XVe s. Et si tost après diner ils revenoient devant son hostel, et beoient en la rue, jusques à donc qu'il vouloit aller aval la rue, Froissart, I, I, 65. Et quant je voy que creature humaine à repentir n'à bien faire ne bée, Deschamps, Souffr. du peuple. Et quant ce fut fait, il dit que les Turcs avoyent euxmesmes fait une partie de ce qu'il beoit à faire, Bouciq. I, ch. 32. Nous avons beau coucher en raye, L'oreille au vent, la gueule baye, Villon, Malle paye et Baillevent. Elle s'avança de venir beyer et regarder par les crevances des fenestres, Louis XI, Nouv. C.

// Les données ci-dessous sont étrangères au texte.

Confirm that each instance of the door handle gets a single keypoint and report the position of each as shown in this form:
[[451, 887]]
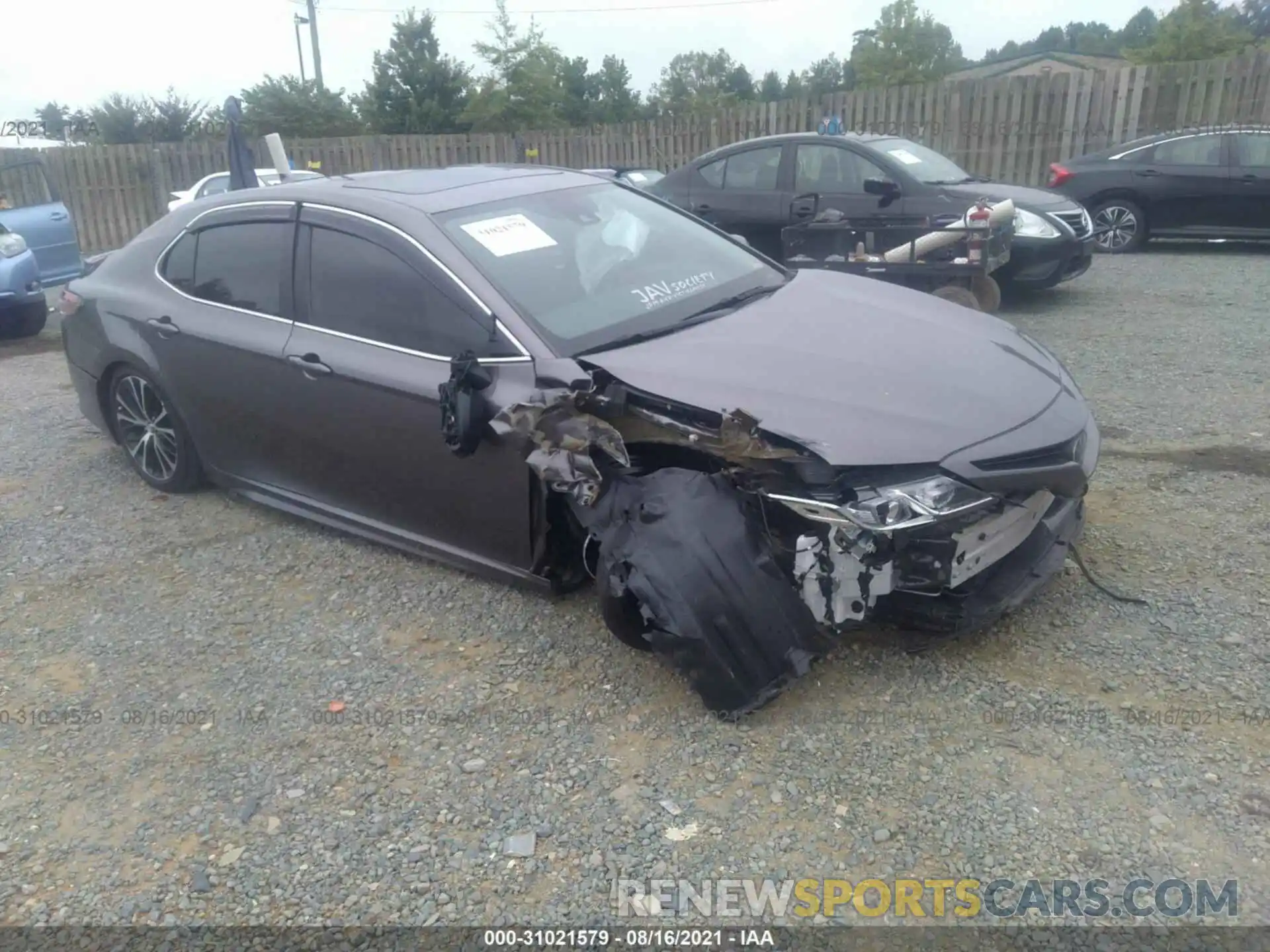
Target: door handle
[[312, 365], [164, 325]]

XVIe s. Ores des dieux les autelz elle adore, Et de presents chacun jour les honore ; Ores beant aux poitrines sanglantes, Regarde au fond des entrailles saillantes, Du Bellay, J. IX, 8, recto. Tu ne verras beer les portes grandes De la maison espouvantable à veoir, Si paravant tu n'as fait ton devoir, Du Bellay, J. IX, 41, verso. Car c'est de là que vient la fine marchandise, Qu'en beant on admire, et que si hault on prise, Du Bellay, J. 83, verso. Aller beant aprez les choses futures, Montaigne, I, 11. Qui ne bée point aprez la faveur des princes, Montaigne, IV, 165. Nous ne voulons pour conseillers et medecins ceux de Lorraine, qui de long-temps béent après notre mort, Sat. Mén. p. 177. Il acculoyt ses souliers, baisloyt souvent aux mousches, Rabelais, Gar. I, 11. Les gentilz hommes de Beauce desjeunent de baisler, et s'en treuvent fort bien, Rabelais, ib. I, 16. On trouvoit les bestes par les champs, mortes la gueule baye, Rabelais, Pant. II, 2. Ressemblans aux petits oysellets qui ne peuvent encore voler, et qui baillent toujours attendans la becquée d'autruy et voulans que l'on leur baille ja tout masché et tout prest, Amyot, Comment il faut ouir, 28.

ÉTYMOLOGIE

Picard, beer et beyer ; Berry, baier et é-bader, ouvrir, élargir ; wallon, bawi ; namurois, bauï, bâiller et bayer ; rouchi, baier, être étonné ; provenç. badar ; ital. badare. Étymologie incertaine. Le bas-breton bada, être dans l'étonnement, est sans doute emprunté au roman. L'ancien irlandais báith, sot, imbécile, et l'ancien haut allemand beitôn, muser, tarder, n'ont pas le sens primitif de bayer, qui est être béant. Diez propose comme conjecture une onomatopée, ba, exprimant l'ouverture de la bouche, avec un suffixe itare : ba-itare.

SUPPLÉMENT AU DICTIONNAIRE

BAYER. - ÉTYM. Ajoutez : Saintong. bader, ouvrir la bouche.